Natural Resources Not Sole Option For Foreign Investment


As a nascent democracy, our country should revise its national policies simply because a transparent and effective management acts as a catalyst of development. Available evidence supports the view that building human and institutional capacities is the best way to address the challenges likely to arise in maximising the benefits of our country’s rich natural resources.
We need more human resources and institutions to implement them on the understanding that the presence of foreign investment in the domestic economy can be a constant source of income and employment, which in turn contribute to national economic growth.
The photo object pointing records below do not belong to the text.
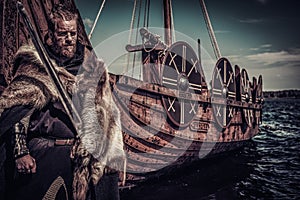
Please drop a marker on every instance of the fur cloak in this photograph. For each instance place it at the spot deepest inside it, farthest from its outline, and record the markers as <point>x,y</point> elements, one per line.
<point>100,144</point>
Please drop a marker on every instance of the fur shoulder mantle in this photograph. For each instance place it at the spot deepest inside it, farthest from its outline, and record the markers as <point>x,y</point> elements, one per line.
<point>31,84</point>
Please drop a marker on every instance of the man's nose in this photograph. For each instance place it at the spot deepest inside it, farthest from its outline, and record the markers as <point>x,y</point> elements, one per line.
<point>69,37</point>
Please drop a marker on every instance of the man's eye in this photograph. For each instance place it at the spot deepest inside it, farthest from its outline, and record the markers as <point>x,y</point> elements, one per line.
<point>62,33</point>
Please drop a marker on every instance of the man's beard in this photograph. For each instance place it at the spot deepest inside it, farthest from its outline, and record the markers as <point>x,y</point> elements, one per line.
<point>68,51</point>
<point>65,52</point>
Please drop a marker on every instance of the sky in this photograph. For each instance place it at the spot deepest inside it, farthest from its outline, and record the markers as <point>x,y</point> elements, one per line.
<point>262,36</point>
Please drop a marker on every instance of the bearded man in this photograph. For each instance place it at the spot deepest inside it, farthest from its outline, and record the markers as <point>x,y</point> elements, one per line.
<point>50,163</point>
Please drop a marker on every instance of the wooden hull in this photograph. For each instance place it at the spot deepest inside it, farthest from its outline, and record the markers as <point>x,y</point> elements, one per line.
<point>153,143</point>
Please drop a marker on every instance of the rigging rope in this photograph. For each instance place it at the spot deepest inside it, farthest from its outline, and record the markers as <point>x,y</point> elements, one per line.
<point>172,22</point>
<point>130,32</point>
<point>96,20</point>
<point>136,38</point>
<point>210,31</point>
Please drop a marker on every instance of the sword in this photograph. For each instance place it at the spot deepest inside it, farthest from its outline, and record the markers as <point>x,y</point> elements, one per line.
<point>62,93</point>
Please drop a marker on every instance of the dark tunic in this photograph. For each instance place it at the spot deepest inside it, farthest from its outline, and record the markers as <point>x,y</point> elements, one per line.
<point>54,174</point>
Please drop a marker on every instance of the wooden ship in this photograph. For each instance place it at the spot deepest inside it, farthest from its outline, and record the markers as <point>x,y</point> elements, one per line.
<point>170,116</point>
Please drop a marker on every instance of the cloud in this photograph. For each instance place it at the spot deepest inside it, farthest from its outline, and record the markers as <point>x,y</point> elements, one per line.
<point>264,47</point>
<point>222,31</point>
<point>88,22</point>
<point>276,59</point>
<point>263,1</point>
<point>251,21</point>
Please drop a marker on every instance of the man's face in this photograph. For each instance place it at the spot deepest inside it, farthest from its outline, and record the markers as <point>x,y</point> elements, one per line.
<point>65,38</point>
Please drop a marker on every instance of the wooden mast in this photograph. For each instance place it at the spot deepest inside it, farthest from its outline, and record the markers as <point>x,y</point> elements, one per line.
<point>167,22</point>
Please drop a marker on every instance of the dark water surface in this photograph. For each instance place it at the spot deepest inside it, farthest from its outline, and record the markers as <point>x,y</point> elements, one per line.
<point>267,168</point>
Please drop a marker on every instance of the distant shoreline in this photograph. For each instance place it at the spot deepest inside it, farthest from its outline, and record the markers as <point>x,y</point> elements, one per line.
<point>282,94</point>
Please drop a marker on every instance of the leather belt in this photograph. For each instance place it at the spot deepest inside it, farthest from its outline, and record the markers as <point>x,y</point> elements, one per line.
<point>64,142</point>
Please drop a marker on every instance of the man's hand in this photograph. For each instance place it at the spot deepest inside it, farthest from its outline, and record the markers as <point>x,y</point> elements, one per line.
<point>26,164</point>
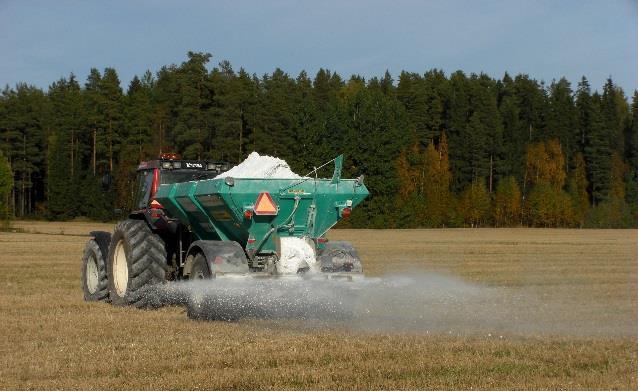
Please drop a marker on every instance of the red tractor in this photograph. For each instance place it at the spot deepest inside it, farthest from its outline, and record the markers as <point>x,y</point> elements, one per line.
<point>163,238</point>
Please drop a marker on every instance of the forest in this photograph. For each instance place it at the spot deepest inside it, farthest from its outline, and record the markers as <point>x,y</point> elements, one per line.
<point>436,150</point>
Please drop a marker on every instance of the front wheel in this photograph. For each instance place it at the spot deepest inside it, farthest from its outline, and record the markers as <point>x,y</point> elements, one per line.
<point>200,269</point>
<point>137,260</point>
<point>94,279</point>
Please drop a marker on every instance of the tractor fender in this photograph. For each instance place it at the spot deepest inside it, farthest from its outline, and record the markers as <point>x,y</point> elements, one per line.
<point>103,240</point>
<point>221,256</point>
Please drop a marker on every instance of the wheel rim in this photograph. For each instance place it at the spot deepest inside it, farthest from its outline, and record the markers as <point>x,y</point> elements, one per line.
<point>91,275</point>
<point>120,269</point>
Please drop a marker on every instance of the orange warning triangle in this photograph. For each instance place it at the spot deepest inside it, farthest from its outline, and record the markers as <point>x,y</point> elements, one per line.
<point>265,205</point>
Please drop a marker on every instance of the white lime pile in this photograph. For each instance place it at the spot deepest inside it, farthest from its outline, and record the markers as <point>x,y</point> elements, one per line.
<point>261,166</point>
<point>296,253</point>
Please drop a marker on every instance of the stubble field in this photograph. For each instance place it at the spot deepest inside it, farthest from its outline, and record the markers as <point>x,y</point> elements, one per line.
<point>565,317</point>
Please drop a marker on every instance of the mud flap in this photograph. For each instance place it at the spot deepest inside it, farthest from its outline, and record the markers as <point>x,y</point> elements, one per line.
<point>222,257</point>
<point>339,257</point>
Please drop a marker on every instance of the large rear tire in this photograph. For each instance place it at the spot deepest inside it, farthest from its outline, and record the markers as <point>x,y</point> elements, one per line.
<point>94,278</point>
<point>136,261</point>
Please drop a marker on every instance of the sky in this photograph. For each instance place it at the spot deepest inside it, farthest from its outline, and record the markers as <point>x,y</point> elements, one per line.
<point>42,41</point>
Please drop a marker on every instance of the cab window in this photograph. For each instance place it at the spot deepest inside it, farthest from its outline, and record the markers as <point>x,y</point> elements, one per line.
<point>144,185</point>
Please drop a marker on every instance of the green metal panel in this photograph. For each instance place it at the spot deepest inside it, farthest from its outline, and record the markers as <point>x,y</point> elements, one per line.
<point>214,209</point>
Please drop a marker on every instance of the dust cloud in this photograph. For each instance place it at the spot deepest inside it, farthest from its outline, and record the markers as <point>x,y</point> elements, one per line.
<point>418,303</point>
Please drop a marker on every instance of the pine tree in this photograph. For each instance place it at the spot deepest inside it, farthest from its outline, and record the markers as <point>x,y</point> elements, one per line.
<point>474,204</point>
<point>507,203</point>
<point>597,152</point>
<point>562,118</point>
<point>577,190</point>
<point>6,184</point>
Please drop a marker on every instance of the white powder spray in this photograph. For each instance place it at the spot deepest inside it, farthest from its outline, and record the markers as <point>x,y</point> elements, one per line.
<point>261,166</point>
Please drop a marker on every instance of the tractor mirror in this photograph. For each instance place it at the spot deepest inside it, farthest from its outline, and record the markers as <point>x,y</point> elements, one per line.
<point>106,181</point>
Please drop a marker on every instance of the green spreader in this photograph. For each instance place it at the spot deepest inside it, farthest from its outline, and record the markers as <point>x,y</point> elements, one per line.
<point>260,214</point>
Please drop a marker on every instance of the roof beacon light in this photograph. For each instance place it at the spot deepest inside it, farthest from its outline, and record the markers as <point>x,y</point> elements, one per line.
<point>169,156</point>
<point>265,205</point>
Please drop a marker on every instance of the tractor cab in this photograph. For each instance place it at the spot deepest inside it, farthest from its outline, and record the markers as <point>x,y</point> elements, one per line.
<point>168,169</point>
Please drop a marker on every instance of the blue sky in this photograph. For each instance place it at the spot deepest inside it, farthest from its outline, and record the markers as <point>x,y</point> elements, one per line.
<point>41,41</point>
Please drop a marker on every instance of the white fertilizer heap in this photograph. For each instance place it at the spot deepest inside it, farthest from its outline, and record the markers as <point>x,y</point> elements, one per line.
<point>296,253</point>
<point>261,166</point>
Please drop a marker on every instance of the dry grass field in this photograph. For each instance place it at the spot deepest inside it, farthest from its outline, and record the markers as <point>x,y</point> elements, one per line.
<point>52,339</point>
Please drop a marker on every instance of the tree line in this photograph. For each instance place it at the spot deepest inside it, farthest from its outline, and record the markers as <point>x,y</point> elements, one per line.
<point>436,150</point>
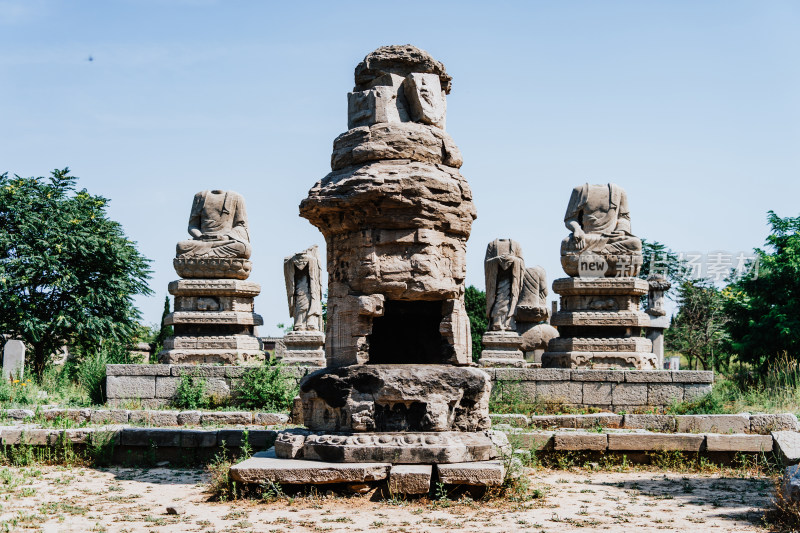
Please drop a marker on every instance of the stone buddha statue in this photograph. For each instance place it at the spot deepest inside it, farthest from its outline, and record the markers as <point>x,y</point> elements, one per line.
<point>600,222</point>
<point>218,226</point>
<point>504,268</point>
In addition, our young people can take advantage of technology spillover and technical know-hows, transferred through foreign direct investment. Economic growth is highly regarded as an invaluable tool for the fight against poverty in developing countries.
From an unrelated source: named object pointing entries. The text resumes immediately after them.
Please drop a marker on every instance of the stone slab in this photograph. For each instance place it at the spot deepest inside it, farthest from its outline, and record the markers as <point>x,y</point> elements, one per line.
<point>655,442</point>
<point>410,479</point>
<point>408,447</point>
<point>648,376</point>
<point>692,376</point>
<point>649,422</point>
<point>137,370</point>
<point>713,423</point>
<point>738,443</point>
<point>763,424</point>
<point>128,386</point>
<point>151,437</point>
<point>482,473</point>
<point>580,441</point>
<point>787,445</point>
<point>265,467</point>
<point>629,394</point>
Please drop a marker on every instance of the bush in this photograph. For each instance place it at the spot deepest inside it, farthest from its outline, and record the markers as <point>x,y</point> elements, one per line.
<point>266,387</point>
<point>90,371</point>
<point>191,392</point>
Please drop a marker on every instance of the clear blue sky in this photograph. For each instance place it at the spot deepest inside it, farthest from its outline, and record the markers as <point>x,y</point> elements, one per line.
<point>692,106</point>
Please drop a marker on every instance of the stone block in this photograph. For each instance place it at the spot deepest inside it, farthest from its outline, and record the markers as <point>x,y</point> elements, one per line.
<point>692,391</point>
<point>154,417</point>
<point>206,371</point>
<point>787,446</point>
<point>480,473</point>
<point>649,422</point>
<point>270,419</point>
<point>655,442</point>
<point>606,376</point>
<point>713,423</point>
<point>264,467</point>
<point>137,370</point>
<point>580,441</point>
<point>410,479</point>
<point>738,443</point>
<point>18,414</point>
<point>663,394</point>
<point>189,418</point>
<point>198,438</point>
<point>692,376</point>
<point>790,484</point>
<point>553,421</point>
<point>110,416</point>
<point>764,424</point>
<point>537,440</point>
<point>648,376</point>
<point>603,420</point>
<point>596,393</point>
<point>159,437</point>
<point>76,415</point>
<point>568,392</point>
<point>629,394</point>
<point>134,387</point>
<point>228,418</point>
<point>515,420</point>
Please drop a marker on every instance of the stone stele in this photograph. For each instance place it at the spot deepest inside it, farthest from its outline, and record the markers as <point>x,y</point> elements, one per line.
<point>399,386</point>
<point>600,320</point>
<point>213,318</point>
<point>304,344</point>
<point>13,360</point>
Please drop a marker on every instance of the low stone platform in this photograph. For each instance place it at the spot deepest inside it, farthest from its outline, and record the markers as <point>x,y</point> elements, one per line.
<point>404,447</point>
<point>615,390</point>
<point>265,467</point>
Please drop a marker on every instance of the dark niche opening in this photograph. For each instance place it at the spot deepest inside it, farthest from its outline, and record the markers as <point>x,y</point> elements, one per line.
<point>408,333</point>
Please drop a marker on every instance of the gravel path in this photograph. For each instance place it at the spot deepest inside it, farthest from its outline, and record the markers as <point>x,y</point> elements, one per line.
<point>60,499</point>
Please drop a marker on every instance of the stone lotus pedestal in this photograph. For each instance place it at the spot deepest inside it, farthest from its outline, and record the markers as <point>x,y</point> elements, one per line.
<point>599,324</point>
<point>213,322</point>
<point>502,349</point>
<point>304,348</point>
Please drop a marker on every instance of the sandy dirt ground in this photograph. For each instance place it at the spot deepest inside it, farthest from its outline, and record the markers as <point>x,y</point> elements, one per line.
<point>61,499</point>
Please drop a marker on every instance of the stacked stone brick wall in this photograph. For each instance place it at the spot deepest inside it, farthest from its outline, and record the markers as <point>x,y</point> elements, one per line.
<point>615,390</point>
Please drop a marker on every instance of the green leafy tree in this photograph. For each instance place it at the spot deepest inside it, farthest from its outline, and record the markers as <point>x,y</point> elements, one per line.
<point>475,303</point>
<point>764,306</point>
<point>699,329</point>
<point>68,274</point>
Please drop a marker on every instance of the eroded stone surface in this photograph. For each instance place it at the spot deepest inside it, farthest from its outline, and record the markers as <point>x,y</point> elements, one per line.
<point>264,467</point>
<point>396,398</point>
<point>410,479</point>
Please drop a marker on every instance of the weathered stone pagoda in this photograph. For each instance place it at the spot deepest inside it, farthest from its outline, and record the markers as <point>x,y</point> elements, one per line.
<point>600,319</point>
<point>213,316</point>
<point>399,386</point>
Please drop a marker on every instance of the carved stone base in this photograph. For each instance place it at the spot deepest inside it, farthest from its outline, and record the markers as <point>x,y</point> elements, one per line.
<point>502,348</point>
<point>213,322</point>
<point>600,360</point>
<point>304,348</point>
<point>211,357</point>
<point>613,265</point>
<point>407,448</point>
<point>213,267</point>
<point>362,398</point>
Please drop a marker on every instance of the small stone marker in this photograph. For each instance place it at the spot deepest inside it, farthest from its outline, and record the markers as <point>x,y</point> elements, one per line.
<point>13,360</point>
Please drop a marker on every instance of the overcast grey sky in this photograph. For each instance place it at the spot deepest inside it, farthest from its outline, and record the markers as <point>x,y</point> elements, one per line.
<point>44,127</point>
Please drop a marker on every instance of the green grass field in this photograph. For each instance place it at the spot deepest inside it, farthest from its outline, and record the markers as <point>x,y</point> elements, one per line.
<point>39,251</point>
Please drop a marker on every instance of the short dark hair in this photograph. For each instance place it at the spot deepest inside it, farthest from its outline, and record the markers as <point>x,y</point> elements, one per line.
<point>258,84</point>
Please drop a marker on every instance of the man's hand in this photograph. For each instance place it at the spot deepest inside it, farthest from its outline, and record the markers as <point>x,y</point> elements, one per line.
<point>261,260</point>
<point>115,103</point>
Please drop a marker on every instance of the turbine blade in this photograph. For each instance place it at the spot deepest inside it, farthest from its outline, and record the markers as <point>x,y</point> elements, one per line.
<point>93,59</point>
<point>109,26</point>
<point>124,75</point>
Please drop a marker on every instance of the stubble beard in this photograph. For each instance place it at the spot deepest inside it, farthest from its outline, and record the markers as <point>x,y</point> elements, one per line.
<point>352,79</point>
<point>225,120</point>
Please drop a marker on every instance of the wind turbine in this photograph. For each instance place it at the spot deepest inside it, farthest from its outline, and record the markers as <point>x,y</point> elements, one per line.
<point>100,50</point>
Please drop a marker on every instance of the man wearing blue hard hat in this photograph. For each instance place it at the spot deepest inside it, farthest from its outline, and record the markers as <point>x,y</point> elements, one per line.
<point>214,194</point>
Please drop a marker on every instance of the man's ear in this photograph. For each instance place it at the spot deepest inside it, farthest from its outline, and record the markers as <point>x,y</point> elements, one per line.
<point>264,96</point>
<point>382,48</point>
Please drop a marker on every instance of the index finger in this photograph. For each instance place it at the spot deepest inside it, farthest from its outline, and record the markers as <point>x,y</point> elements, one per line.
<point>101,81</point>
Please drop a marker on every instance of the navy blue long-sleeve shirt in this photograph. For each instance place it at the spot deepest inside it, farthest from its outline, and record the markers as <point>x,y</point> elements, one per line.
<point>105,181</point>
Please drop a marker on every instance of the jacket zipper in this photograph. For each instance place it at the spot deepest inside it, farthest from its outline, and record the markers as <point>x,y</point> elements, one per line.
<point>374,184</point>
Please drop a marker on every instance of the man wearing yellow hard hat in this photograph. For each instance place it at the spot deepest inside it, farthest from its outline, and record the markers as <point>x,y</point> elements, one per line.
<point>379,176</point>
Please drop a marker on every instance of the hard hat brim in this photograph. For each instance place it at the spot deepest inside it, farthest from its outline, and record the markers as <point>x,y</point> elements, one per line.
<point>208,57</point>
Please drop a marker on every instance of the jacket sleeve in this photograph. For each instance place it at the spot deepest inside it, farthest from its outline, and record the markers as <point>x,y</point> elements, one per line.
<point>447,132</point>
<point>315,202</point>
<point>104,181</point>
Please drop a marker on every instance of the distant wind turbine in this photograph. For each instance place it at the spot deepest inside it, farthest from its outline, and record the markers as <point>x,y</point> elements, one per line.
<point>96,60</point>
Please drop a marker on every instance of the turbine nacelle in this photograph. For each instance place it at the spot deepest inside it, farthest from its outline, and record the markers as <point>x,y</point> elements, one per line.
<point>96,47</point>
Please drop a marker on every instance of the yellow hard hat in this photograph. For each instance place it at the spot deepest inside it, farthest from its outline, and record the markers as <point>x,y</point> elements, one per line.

Frankly speaking, the motive behind the inflow of foreign investment into our country is due to an abundant supply of natural resources. Foreign firms invest heavily in extractive industries by casting covetous eyes on our gems, copper, oil and gas. As a result, our country saw a dramatic surge in foreign investment from $4b in 2011 to US$22 billion in 2015.
According to researchers, foreign investment has the potential to boost domestic investment as well. For instance, the investment by local businesses reached K5,179 billion ($4b) in 2015, up from K241.75 billion ($186 million) in 2011.
Either way, the availability of natural resources should not always be a magnet for foreign investment. Instead, we should fortify our domestic economy and encourage competitive markets at home. This should be a sole option open to foreign investors.